It appears efforts to form a coalition has failed as local news report both the AKP and CHP will make separate statements from their party HQs.
Of course this shouldn't come as a surprise. President Recep Tayyip Erdogan has been accused of undermining the coalition building efforts in order to ensure that new elections are held later this year. AKP lost its absolute majority in parliament for the first time in 12 years in June and Erdogan is keen on winning it back in snap elections. The idea is that the renewed violence between Ankara and the PKK will turn voters against HDP, giving AKP the estimated 2% swing they need to restablish their majority. At that point, Erdogan would move to consolidate his power. On Wednesday, the President dryly noted that Davutoglu "would not commit suicide" if no coalition was formed.
As Bloomberg reports,
The governing AK Party’s executive body rejected a demand from the opposition Republican’s Peoples Party, or CHP, to establish a coalition that would last at least four years, Hurriyet newspaper reported Thursday, without saying how it got the information.
The political impasse more than two months after an inconclusive general election in June has damped investor perceptions of the $800 billion economy, along with mounting security risks and prospects for higher U.S. interest rates.
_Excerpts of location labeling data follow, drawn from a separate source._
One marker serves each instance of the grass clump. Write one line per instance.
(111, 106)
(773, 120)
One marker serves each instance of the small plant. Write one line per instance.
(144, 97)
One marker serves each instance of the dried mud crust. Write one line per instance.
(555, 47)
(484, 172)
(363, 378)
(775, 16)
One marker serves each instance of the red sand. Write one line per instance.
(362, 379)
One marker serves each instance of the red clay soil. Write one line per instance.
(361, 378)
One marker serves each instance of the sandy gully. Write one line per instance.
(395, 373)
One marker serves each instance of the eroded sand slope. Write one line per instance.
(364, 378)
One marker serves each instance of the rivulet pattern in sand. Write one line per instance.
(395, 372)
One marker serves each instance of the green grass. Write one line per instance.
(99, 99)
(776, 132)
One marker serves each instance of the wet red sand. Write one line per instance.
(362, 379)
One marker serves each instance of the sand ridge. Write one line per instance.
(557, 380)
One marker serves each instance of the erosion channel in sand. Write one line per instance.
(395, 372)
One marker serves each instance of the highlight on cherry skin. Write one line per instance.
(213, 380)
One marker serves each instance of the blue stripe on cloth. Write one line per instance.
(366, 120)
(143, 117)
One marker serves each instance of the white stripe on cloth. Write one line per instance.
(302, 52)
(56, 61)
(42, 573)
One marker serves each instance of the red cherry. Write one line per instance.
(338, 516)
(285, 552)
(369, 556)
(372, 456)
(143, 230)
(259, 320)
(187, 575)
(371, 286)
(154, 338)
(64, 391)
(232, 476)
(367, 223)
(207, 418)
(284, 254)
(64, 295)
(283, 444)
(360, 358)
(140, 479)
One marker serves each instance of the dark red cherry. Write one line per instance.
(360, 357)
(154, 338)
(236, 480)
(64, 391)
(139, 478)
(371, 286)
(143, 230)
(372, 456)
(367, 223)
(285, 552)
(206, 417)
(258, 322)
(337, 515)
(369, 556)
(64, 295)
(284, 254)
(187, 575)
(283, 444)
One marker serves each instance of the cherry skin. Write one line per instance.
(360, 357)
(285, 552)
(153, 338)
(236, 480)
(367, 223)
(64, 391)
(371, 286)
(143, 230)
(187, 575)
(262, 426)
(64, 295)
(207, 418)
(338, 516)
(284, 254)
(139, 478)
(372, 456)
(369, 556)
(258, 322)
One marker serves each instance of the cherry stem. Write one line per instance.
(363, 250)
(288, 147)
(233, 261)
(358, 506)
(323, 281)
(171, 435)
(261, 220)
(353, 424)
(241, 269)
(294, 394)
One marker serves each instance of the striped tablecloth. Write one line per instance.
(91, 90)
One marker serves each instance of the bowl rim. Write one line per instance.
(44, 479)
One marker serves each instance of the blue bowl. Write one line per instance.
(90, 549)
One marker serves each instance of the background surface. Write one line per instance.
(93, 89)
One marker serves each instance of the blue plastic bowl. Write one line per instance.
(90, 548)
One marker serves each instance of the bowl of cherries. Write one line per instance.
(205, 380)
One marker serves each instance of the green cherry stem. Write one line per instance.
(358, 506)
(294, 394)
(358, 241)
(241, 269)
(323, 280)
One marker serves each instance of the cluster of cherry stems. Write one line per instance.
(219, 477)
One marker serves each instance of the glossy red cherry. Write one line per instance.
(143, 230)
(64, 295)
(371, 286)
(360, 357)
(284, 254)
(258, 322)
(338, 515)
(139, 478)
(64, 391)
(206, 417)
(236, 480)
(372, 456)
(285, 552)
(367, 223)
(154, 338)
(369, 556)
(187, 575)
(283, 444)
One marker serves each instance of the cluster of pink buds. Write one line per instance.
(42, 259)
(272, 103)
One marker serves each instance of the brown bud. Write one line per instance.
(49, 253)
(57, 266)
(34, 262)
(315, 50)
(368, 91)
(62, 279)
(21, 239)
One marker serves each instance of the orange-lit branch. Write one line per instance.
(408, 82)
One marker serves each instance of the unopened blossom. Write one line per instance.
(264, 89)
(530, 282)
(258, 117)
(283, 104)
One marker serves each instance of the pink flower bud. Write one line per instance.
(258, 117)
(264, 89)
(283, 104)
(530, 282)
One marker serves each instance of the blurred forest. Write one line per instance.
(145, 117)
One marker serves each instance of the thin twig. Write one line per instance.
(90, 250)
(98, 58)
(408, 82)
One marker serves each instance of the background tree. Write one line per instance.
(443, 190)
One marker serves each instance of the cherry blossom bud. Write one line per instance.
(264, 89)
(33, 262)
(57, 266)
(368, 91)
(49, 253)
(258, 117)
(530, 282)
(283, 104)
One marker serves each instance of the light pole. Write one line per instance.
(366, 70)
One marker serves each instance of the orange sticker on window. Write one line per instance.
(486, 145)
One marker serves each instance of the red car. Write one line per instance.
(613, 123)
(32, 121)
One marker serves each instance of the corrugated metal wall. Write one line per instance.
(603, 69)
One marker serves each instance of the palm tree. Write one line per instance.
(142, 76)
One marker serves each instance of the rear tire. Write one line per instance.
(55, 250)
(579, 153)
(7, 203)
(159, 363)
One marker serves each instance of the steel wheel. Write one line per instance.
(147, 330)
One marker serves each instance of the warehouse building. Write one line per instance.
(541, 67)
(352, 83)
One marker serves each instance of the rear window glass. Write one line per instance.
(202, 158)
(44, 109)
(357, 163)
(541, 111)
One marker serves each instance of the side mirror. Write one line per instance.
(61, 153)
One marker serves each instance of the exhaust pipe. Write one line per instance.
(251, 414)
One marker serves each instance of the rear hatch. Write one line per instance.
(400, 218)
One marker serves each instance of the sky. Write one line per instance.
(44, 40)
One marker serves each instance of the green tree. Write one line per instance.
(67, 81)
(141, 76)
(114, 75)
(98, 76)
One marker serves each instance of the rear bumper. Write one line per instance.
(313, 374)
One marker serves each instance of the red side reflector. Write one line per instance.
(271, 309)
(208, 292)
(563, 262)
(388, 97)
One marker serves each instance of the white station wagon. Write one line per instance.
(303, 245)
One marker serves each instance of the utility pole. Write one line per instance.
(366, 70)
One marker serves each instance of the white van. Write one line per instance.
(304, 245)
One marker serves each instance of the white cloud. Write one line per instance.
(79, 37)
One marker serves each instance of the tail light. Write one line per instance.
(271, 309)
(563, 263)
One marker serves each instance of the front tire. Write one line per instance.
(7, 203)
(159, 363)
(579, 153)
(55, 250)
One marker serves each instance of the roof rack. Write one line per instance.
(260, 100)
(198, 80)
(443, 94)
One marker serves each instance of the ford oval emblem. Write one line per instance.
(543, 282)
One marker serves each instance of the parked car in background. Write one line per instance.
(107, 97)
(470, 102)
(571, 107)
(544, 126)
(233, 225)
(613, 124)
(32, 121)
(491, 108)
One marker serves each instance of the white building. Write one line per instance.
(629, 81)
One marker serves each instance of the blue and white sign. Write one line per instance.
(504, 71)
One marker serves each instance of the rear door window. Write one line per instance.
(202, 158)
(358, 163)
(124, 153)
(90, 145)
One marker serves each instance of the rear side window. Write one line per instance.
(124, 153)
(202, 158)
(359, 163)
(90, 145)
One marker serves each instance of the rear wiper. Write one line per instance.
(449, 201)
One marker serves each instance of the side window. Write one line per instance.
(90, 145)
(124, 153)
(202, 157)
Prime Minister Ahmet Davutoglu and the leader of the CHP are due to say whether they have enough common ground to form a government after a meeting in Ankara that start at 2 p.m. local time.
“No coalition from the AKP-CHP meeting this afternoon is being priced in,” Isik Okte, a strategist at Teb Investment in Istanbul, wrote in an e-mailed note. “If there’s no coaliton, we might see levels of 75,300” on the Borsa Istanbul, he said.
* * *
#BREAKING [11] Reuters reports senior #CHP [12] official says coalition talks with ruling Ak Party ends negatively #Turkey [13] pic.twitter.com/xjPAjOegzy [14]
— CNN Türk ENG (@CNNTURK_ENG) August 13, 2015 [15]
And Barclays has more on the intersection of war, politics, and financial conditions in Turkey:
Heightened geopolitical risk arising from the terror attack in Suruc is no accompanied by rising domestic risks from the renewed terror attacks by the PKK. These have inflamed political rhetoric and already tense coalition talks between the AKP and CHP, raising significantly the risks of a snap election and political instability. It remains to be seen whether the heightened tension will push the AKP and CHP further apart or bring together the AKP and MHP.
Escalating security risks may work in favour of the AKP in a snap election: The argument is that the perception of rising internal and external threats (PKK and ISIS) could increase the electorate’s preference for strong leadership and hence a singleparty government. It is also possible that AKP may attract some votes from MHP as a result of adopting a tougher stance against PKK (including the use of military force), ramping up the rhetoric against HDP and abandoning the Kurdish peace process.
Risk of HDP remaining below 10% is low for now: We do not see a significant likelihood that the HDP would score below the 10% national threshold in the event of a snap election, barring possible turbulence in the party caused by a potential ban on prominent politicians or party closure. The migration of votes from AKP to HDP appears to be a structural shift and unlikely to reverse in the near term, considering AKP’s increasingly nationalistic rhetoric and its stance on the Kurds in Syria.
Economic implications of recent developments are negative: We think: 1) the risks to the sovereign rating outlook have risen; 2) downside risks to growth are higher; 3) the perception of higher rising political/geopolitical risks could increase dollarization; and 4) corporate sector’s FX mismatches will be exposed.
Risks to the sovereign rating outlook have increased: Turkey’s gross external financing requirement remains large at c.USD200bn (or 25% of GDP), regardless of the improvement in the current account deficit. Needless to say, any rollover of this debt and/or the extent of re-pricing not only depend on global financial conditions but also investors’ perceptions of Turkey-specific risks. This naturally ties into the sovereign ratings outlook and associated risks to Turkey’s IG status, which moved back into focus during the election. The rating outlook revolves around whether political risks, policy uncertainties and government effectiveness could discourage capital inflows, thereby exposing Turkey’s external vulnerabilities. Rating agency commentary has generally been negative since the elections, highlighting rising political uncertainty and likely delay in structural reforms.